Financial institutions are accelerating investments in artificial intelligence, blockchain, and cloud technologies, but persistent issues with data quality and legacy infrastructure continue to complicate their digital transformation efforts, according to a recent analysis published by FinTech Magazine.
The report, based on a global survey of over 500 technology and operations leaders across wealth management, asset management, and capital markets, highlights a growing urgency within the sector to modernize systems and embrace next-generation tools. Among the key findings: 80% of firms are making moderate-to-large investments in AI this year, while 72% are now actively investing in generative AI, nearly doubling from last year.
Blockchain and digital assets are also gaining traction, with 71% of respondents investing in distributed ledger technologies, up from 59% the year before. Meanwhile, 64% of institutions report significant spending on cryptocurrency initiatives, signaling continued momentum in digital finance.
These developments coincide with the broader market adoption of AI tools and rising trading volumes in crypto-based exchange-traded funds. Yet, despite the bullish outlook on emerging tech, firms are still contending with major operational hurdles.
Roughly 40% of financial executives say data quality problems persist in their organizations. While 58% agree that a cohesive data strategy is key to maximizing tech ROI, nearly half of respondents (46%) believe legacy infrastructure is hindering progress, particularly when it comes to operational resilience.
A significant 41% also feel their technology strategy isn't evolving fast enough to keep up with market demands—a sentiment that echoes across many financial institutions undergoing digital change.
One of the top strategic goals emerging from the report is data harmonization—the effort to unify disparate data sources into a single, consistent system. 58% of executives identified it as the most effective way to unlock the full potential of digital transformation.
Generative AI is expected to play a growing role in boosting productivity. 68% of respondents believe GenAI will primarily drive gains in workforce efficiency, while 35% expect measurable returns on their AI investments within six months. Still, many expect tighter regulation of digital assets and AI-generated content, with 73% anticipating increased governance in the near future.

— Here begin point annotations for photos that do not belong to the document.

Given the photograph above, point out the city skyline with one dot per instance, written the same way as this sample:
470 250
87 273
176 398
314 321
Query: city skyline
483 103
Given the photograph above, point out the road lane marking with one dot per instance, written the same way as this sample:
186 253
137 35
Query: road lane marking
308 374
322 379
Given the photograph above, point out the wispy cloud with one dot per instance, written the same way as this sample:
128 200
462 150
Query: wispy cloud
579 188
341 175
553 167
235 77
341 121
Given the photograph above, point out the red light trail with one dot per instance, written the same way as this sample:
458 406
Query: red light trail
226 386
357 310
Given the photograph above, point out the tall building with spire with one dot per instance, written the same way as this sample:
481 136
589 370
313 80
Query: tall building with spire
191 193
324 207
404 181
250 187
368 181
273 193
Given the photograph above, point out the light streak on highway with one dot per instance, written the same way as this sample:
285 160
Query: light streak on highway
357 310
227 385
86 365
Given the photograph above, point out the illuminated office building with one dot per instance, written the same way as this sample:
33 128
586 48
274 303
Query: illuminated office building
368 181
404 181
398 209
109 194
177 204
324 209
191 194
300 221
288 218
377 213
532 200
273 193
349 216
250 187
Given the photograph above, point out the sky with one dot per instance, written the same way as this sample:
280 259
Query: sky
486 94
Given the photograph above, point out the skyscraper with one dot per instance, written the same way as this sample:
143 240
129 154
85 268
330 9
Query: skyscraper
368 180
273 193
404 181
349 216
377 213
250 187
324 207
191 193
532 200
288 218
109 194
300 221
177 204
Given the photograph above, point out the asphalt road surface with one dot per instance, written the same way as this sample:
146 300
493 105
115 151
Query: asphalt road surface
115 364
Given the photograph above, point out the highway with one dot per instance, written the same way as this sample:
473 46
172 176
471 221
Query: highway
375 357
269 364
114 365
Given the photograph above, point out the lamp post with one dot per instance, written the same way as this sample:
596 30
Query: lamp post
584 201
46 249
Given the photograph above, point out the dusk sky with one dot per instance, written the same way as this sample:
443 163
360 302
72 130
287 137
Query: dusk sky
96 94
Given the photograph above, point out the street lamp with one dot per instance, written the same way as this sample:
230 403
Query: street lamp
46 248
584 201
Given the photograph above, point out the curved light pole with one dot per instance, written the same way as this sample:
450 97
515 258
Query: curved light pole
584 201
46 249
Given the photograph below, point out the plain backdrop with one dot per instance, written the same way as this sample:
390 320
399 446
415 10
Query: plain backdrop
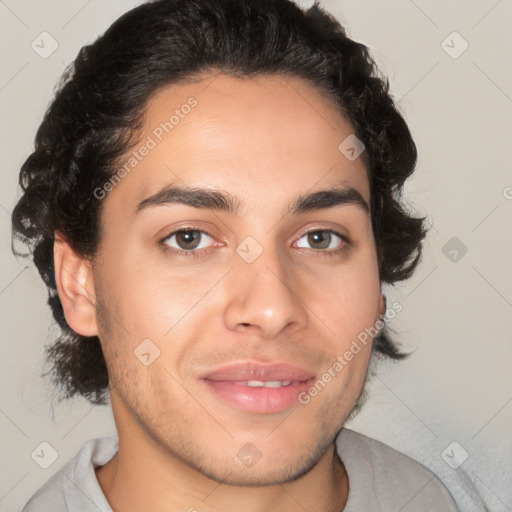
450 403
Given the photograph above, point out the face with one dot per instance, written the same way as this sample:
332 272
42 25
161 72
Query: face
193 298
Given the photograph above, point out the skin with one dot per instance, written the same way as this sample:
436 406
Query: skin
265 140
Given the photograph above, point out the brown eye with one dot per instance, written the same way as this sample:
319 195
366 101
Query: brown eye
185 239
325 240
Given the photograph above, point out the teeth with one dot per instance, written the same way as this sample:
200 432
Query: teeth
267 384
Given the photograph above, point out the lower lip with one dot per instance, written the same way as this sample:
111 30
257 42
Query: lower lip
258 399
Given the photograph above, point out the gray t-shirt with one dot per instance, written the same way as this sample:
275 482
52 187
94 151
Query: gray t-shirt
380 479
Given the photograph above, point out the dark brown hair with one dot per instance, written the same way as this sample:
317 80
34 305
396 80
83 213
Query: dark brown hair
100 101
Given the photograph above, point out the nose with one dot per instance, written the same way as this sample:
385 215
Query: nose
265 297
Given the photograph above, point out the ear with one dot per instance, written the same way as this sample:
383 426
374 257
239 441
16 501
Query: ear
382 306
75 286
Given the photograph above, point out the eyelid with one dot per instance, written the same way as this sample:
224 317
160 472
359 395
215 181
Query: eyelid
346 242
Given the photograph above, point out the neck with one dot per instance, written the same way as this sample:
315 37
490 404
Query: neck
141 476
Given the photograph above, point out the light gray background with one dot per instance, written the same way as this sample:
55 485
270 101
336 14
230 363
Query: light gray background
456 387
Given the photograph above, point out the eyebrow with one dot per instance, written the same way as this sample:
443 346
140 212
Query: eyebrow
197 197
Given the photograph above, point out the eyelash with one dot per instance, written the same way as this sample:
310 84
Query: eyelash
345 246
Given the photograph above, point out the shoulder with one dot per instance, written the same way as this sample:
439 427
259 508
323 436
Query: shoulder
74 486
384 478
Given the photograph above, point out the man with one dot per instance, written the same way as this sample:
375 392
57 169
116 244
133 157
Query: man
212 205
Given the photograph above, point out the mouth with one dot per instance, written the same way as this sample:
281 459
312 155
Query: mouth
263 388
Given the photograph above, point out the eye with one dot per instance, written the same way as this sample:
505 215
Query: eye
322 239
186 241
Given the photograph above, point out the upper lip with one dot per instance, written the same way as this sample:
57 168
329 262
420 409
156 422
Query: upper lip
251 370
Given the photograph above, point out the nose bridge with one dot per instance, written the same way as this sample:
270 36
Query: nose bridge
263 294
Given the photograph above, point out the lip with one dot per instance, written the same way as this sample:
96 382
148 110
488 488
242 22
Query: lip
253 370
224 384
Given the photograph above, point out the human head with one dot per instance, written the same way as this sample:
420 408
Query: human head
96 114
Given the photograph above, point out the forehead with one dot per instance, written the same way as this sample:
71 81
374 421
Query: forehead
271 134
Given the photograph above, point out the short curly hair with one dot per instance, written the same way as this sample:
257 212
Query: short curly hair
99 105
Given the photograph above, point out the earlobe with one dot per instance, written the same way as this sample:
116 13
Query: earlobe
75 286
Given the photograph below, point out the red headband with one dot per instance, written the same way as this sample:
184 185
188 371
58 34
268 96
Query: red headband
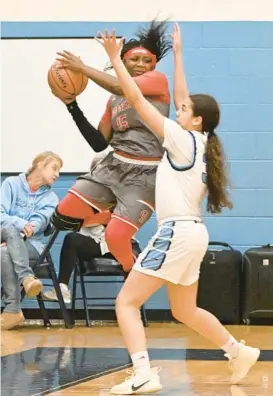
142 51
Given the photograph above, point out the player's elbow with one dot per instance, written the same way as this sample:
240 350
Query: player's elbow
117 90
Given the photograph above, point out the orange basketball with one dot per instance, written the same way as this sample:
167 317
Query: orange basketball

Cloud platforms continue to be the backbone of financial digital transformation. 86% of firms are now integrating cloud into their systems, and 84% are making moderate-to-large investments in cloud services this year. When asked which technology has the greatest impact on their business, 31% of executives cited cloud platforms, and more than a quarter plan to increase cloud spending over the next two years.
In response to these demands, financial institutions are boosting their technology innovation budgets. Firms expect to allocate 29% of their total IT spend to innovation, up 7% from last year. There’s also a notable shift away from fragmented solutions, as more firms look for end-to-end platforms that can offer consistency across workflows and products.
Industry experts emphasize that transformation can no longer be achieved by simply adding point solutions. True digital change will require structural overhauls that prioritize clean data flows and seamless integration across the enterprise.
As one executive cited in the report explained, “Straight-through processes and visibility into consistent data are the keys to unlocking real innovation. There’s only so far you can go before you need to fix the foundation.”
The findings point to a pivotal moment in financial services, where innovation is no longer optional—and where those that can align AI, cloud, and data strategies effectively will be best positioned to lead the next wave of transformation.